João Ferro 05/05/2020
Bom, mas faltou alguma coisa
Memorial de Maria Moura é um romance de Rachel de Queiroz escrito em 1992. A Autora, depois de um lapso de mais ou menos cinquenta anos sem escrever romances, lançou a obra. Trata-se de uma trama regionalista descrita em primeira pessoa por diversos narradores: a personagem principal, Maria Moura, Tonho, Irineu, Marialva e Beato Romano. Trata-se de um recurso polifônico (como se fossem vários contadores de histórias), por meio do qual a mesma estória é contada por diversos narradores, imiscuídos em seu psicológico e seus pontos de vista.
Esses narradores contam a saga de Maria Moura, uma jovem sertaneja do final do século XIX (Brasil Império) que se torna órfã e é assediada, depois da morte de sua mãe, por familiares (Irineu, Tonho e Firma – os Marias Pretas) e pelo próprio padrasto, com quem tem sua primeira experiência sexual, para que ceda a propriedade de suas terras, chamadas de “Limoeiro”. Maria Moura, ameaçada por todos os lados e acuada, em vez de se apresentar como moça indefesa e neutralizada, insurge-se, formando um bando e praticando assaltos. Seu maior objetivo é encontrar as terras que eram de propriedade de seus ancestrais, localizadas na Serra dos Padres, e lá construir uma casa forte, explorar a terra, acumular riqueza e, enfim, ter segurança, sem se sujeitar a homem nenhum e a familiares.
O bando de Maria Moura se torna famoso e sua figura, a de uma mulher à frente de um grupo armado masculino, se torna referência para pessoas excluídas da sociedade como escravos, criminosos (o Beato Romano, por exemplo) e toda a espécie de marginalizados. Bem assim, o Poder de Maria Moura cresce a cada saque, a cada assalto, e ela se torna famosa em seu contexto territorial.
Quando enfim se estabelece, Maria Moura é convidada a dar guarida a um almofadinha, filho de um fazendeiro, o Cirino, um rapaz mal caráter. Por Cirino, Maria Moura se apaixona e expõe um lado frágil e inseguro, baqueado pelo amor, por trás de uma mulher forte e insurgente, que, até Cirino, não se submetia a homem nenhum.
Desse modo, Rachel aborda em seu romance vários nuances psicológicos dos personagens, por meio de uma linguagem clara, coloquial e que prende o leitor, mostrando-se, indubitavelmente, um livro gostoso de ler. Além do lado psicológico e humano dos personagens, a obra trata de feminismo, brutalidade e preconceitos.
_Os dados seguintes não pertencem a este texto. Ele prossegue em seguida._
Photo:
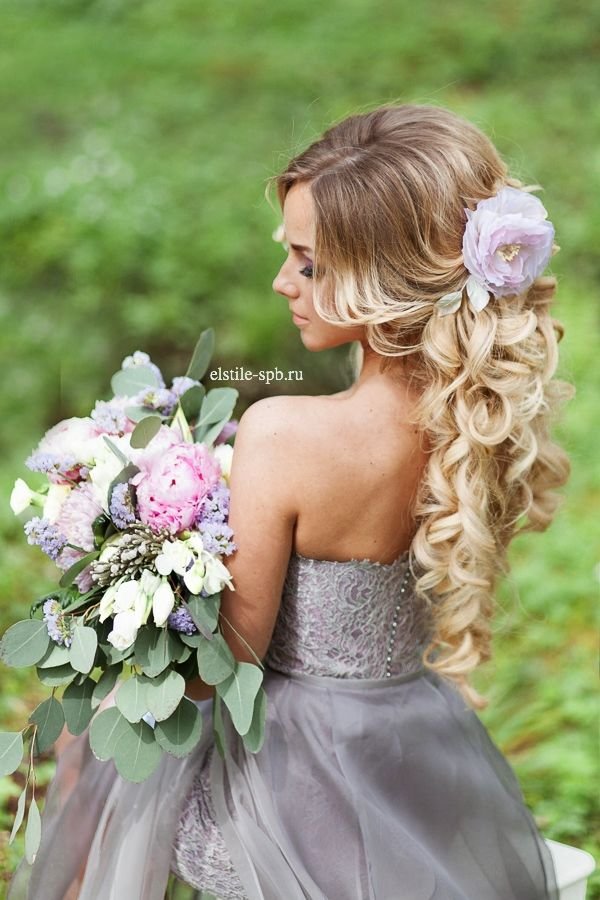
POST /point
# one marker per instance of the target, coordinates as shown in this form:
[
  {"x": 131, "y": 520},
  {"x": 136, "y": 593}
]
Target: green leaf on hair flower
[
  {"x": 25, "y": 643},
  {"x": 50, "y": 719},
  {"x": 179, "y": 734},
  {"x": 144, "y": 431},
  {"x": 202, "y": 355},
  {"x": 129, "y": 382},
  {"x": 11, "y": 752}
]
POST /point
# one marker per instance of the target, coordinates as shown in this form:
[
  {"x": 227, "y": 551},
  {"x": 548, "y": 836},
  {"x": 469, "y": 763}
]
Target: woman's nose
[{"x": 283, "y": 285}]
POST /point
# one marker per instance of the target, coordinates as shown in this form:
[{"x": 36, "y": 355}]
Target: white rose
[
  {"x": 124, "y": 631},
  {"x": 224, "y": 454},
  {"x": 217, "y": 575},
  {"x": 22, "y": 497},
  {"x": 163, "y": 603},
  {"x": 194, "y": 578},
  {"x": 175, "y": 557},
  {"x": 56, "y": 496}
]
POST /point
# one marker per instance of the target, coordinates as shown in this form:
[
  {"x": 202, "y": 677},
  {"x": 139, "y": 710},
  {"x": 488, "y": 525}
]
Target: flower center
[{"x": 509, "y": 251}]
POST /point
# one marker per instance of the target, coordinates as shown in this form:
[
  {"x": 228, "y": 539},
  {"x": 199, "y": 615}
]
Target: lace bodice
[{"x": 350, "y": 619}]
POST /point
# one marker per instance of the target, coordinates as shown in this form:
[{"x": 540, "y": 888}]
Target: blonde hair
[{"x": 389, "y": 189}]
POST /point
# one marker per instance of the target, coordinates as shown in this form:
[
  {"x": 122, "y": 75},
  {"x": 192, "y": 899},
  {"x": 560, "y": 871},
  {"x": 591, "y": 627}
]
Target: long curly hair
[{"x": 390, "y": 188}]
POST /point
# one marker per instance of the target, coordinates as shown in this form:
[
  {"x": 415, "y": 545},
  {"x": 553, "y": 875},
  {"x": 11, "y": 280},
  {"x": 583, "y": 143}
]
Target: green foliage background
[{"x": 137, "y": 137}]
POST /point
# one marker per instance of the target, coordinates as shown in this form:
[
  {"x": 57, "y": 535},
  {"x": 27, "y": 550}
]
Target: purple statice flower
[
  {"x": 180, "y": 620},
  {"x": 139, "y": 358},
  {"x": 121, "y": 505},
  {"x": 215, "y": 506},
  {"x": 110, "y": 417},
  {"x": 229, "y": 429},
  {"x": 216, "y": 537},
  {"x": 161, "y": 400},
  {"x": 58, "y": 627},
  {"x": 46, "y": 536},
  {"x": 181, "y": 384}
]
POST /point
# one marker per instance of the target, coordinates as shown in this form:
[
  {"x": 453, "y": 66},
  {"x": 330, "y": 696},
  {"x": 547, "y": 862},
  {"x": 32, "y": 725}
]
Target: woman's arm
[{"x": 262, "y": 515}]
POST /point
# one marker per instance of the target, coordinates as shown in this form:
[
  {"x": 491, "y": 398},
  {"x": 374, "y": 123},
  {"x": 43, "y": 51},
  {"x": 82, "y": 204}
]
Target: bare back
[{"x": 358, "y": 473}]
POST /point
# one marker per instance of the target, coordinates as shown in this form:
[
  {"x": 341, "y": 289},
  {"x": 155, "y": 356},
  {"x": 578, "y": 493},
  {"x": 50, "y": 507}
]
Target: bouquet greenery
[{"x": 134, "y": 512}]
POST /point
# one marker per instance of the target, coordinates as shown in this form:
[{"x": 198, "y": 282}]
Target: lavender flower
[
  {"x": 215, "y": 506},
  {"x": 180, "y": 620},
  {"x": 216, "y": 537},
  {"x": 139, "y": 358},
  {"x": 121, "y": 506},
  {"x": 47, "y": 536},
  {"x": 58, "y": 627}
]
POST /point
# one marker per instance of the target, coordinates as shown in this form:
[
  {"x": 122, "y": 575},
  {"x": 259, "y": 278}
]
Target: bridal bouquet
[{"x": 134, "y": 512}]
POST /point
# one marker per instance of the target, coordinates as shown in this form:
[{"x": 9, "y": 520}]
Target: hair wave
[{"x": 390, "y": 188}]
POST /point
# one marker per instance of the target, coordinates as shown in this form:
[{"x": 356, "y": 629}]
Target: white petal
[
  {"x": 449, "y": 303},
  {"x": 478, "y": 294}
]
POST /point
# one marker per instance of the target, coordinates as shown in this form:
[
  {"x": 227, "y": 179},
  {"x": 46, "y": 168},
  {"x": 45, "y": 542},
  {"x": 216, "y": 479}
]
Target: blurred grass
[{"x": 137, "y": 139}]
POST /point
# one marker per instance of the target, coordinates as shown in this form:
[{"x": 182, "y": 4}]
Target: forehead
[{"x": 298, "y": 214}]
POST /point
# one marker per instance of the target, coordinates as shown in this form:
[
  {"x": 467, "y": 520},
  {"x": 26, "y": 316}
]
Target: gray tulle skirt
[{"x": 365, "y": 789}]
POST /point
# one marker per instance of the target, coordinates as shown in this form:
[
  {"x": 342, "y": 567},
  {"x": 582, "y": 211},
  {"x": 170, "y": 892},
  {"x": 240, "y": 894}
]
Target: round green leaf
[
  {"x": 216, "y": 662},
  {"x": 56, "y": 675},
  {"x": 11, "y": 751},
  {"x": 83, "y": 648},
  {"x": 77, "y": 705},
  {"x": 179, "y": 734},
  {"x": 131, "y": 698},
  {"x": 105, "y": 731},
  {"x": 239, "y": 693},
  {"x": 144, "y": 431},
  {"x": 50, "y": 720},
  {"x": 137, "y": 753},
  {"x": 33, "y": 832},
  {"x": 25, "y": 643},
  {"x": 163, "y": 694},
  {"x": 106, "y": 683}
]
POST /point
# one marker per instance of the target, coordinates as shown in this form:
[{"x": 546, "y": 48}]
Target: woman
[{"x": 372, "y": 526}]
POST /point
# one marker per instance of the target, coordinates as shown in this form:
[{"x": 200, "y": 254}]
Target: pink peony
[
  {"x": 171, "y": 485},
  {"x": 507, "y": 241}
]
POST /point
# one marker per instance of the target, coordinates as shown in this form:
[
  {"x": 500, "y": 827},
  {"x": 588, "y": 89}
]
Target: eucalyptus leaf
[
  {"x": 218, "y": 726},
  {"x": 25, "y": 643},
  {"x": 164, "y": 693},
  {"x": 239, "y": 692},
  {"x": 82, "y": 651},
  {"x": 130, "y": 382},
  {"x": 216, "y": 662},
  {"x": 137, "y": 754},
  {"x": 106, "y": 729},
  {"x": 179, "y": 734},
  {"x": 218, "y": 403},
  {"x": 202, "y": 355},
  {"x": 19, "y": 814},
  {"x": 154, "y": 649},
  {"x": 50, "y": 719},
  {"x": 11, "y": 751},
  {"x": 77, "y": 705},
  {"x": 254, "y": 737},
  {"x": 33, "y": 832},
  {"x": 191, "y": 401},
  {"x": 131, "y": 698},
  {"x": 56, "y": 655},
  {"x": 144, "y": 431},
  {"x": 71, "y": 574},
  {"x": 106, "y": 683},
  {"x": 56, "y": 675}
]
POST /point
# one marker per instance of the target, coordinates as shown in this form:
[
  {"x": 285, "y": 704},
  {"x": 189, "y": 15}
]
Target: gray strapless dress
[{"x": 375, "y": 781}]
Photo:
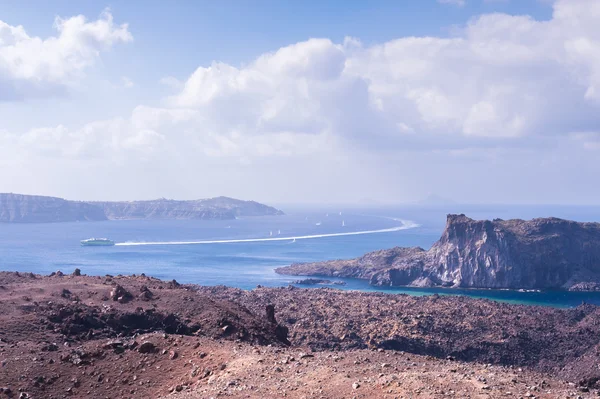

Uma leitura gostosa, sem dúvidas.
Apear disso, da notoriedade da autora e da linguagem leve, acredito que Memorial de Maria Moura apresenta um grande descompasso narrativo. Os maiores vilões da história, Irineu, Tonho e Firma se perdem bruscamente, dando lugar a um forasteiro, o Cirino, que se torna o amor e ódio de Moura numa relação amorosa bem piegas e sem sentido. Da virada brusca entre os vilões, Rachel contextualiza Cirino em uma situação que pega o leitor de surpresa e torna maçantes os capítulos finais. Por causa disso, a força da personagem Maria Moura desfalece e ela vai se tornando insossa, encardida. A trama, a meu ver, termina sem dizer a que veio, como se fosse uma rede não finalizada. Torna-se uma história que vai do tudo a lugar nenhum. Por causa dessa quebra no roteiro, Memorial de Maria Moura torna-se um livro bom no início, mas que perde o fio da meada e possui um final, que me perdoe quem discordar, fraco.
Mais feliz foi a adaptação feita pela Rede Globo na década de 90, apresentando Glória Pires como Maria Moura. Na adaptação, a Globo correlacionou os eixos da história, dando mais emoção e sentido ao transcorrer dos fatos.
Diante disso tudo, Memorial de Maria Moura é um bom livro, mas, com todo respeito à imortal Rachel, não me fez refletir nem ter vontade de relê-lo. Para mim, livros excelentes se fazem aqueles que obrigam o leitor a pensar mais e ver o mundo de outras formas. Temas caros como o feminismo, o preconceito e machismo poderiam ter sido mais bem explorados por Rachel. Mesmo assim, recomendo a leitura.